Riding a bicycle
Wobbly versus balanced, and some insights on vibrato.
Originally I planned for the newsletter of today to make a short video about “wobbly”, but I changed my mind as I don’t think you really need to see my paying to get the point! There was a lengthy discussion on Facebook after my last post on playing posture.
I thought maybe I had not been clear on one thing. The only important thing that I was trying to convey is that you don’t need to get scared about little movements. There’s nothing terrible in little movements of the instrument while we play as far as we are in control.

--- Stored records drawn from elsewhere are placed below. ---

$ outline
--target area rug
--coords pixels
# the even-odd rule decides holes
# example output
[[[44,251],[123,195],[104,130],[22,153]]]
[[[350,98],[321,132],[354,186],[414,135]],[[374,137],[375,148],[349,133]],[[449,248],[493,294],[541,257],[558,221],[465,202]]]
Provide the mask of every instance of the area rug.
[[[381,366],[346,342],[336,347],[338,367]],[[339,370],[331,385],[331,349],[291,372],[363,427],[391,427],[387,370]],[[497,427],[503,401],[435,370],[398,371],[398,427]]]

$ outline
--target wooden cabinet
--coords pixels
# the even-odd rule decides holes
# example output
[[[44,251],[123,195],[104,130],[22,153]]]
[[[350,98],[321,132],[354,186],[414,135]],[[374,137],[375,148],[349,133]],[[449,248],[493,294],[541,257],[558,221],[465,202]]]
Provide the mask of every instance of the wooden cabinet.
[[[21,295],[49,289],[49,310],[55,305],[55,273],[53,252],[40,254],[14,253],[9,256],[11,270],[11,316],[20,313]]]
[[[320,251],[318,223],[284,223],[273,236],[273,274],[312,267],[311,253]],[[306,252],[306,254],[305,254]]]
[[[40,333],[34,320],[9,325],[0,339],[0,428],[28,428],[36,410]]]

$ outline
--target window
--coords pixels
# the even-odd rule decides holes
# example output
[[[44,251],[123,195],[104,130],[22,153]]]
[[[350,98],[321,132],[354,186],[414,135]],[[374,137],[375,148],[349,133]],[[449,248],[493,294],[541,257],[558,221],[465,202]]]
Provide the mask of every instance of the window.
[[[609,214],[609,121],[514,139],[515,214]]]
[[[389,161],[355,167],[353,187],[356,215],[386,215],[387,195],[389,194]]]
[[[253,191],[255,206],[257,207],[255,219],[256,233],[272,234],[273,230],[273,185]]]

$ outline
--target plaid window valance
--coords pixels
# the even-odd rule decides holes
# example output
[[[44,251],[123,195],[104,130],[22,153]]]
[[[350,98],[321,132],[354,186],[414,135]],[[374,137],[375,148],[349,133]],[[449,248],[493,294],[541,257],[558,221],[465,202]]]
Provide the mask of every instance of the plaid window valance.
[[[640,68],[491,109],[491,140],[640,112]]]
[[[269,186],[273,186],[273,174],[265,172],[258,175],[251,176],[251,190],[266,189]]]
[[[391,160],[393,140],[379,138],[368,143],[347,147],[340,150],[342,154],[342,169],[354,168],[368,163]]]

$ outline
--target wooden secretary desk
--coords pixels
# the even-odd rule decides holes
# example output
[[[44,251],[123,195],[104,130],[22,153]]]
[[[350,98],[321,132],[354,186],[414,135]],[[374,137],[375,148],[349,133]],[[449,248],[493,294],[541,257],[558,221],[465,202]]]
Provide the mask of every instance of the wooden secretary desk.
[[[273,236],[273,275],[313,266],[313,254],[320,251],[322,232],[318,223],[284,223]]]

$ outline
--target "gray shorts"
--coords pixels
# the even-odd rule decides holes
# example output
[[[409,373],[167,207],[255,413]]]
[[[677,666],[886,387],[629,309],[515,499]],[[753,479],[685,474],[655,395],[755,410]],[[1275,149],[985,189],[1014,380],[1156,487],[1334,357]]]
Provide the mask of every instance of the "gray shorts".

Most of us come from a modern violin background, where most likely, we were taught to play using a shoulder rest, holding the violin entirely with the chin and neck, with pressure enough to keep it very firm so that the left hand is completely free from the task of holding the instrument. Later in life, I found this way not very healthy, so I searched for something different. Eventually, I also wanted to learn to play on gut strings, as I was making them, so I also learned to play completely chin off and graduated in baroque viola. After that, I wanted to go back to modern orchestra playing, and I found my way to play on modern viola, keeping my neck free, engaging it only in some moments to help me prevent movements during downshifts.
I do not have big truths or “must-do” instructions. I’d like to encourage every beginner on the Violoncello da Spalla not to be scared about little movements. It’s like learning to ride a bike without hands. In the beginning, every movement seems dangerous (and it is, because we are tense, so we do not react in the right way with the right timing), but with time we learn how to be in control, what will make us fall and what we can control. After some time, we will interiorise the movement and the reactions needed, and we’ll be in control without even thinking of it.
“Balance” is the great truth. Until we find that little spot where we can place the instrument, close to our collarbone, so that it is balanced, we will feel it wobbly. It’s not a matter of movement but of balance. I was wrong in using the words “free to move”. I exposed myself to easy criticism.
Sigiswald’s playing shows movements of the instrument in the bowing direction. Is this wobbly? No, it’s moving slightly, but he is totally in control. Does this affect his playing? That movement could easily affect the playing of someone else, who could get scared about it. Instead, Sigiswald seems well-balanced and relaxed.
The discussion mentioned above was driven to the dead point of the best players holding truthful instructions from everyone. These are overused arguments that do not bring any help to one’s technique.
We should instead focus on balance, which will always improve our playing (and our lives).
It’s not a big find that some of us can play wonderfully well and freely with an instrument kept firmly in position and others prefer something well-balanced but less firm. What we shall focus on is balance. A short strap gives me the same feeling of playing the violin with a shoulder rest, a bit of a longer one gives me more of the feel of a violin played without.
In this video, Anne Sophie Mutter’s violin is seen to move a bit in strong detache passages. Does she bother at all?
I could go on with examples of outstanding players without or with shoulder rest forever, but I guess everyone has his favorites!
There is one different question I admit I am deliberately avoiding, and that is how to make vibrato on a Spalla. I do not have a precise answer yet. I am myself trying to change my vibrato, from the arm vibrato that I was using on modern violin to a hand vibrato, more soft and relaxed. But changes like this do take more than a few weeks.
I hope this year I can meet live Esther Visser, who is a violinist and Alexander Technique teacher and also plays Violoncello da Spalla, and work with her on how to hold and balance the Violoncello da Spalla, and vibrato could also be something we work on. In the meantime, I think many of you could appreciate reading this article from her.
I always like to make my sound more with the bow than with vibrato, but could this be also due to my poor control of vibrato? After reading her article, I am convinced that to play well Violoncello da Spalla, vibrato is something I should manage better, being a fundamental ingredient of the music of Violoncello da Spalla’s time.
Someone recently said: if you want to know how to do it (playing da Spalla), ask someone who has been doing it professionally for twenty years. I did, openly, but got no answer. If you are not luckier than me, we could discuss together as people who have a musical background experience and are trying to teach themselves a new instrument in the healthiest way possible.
Updates from our workshop
We’re both making necks for our new cellos da spalla!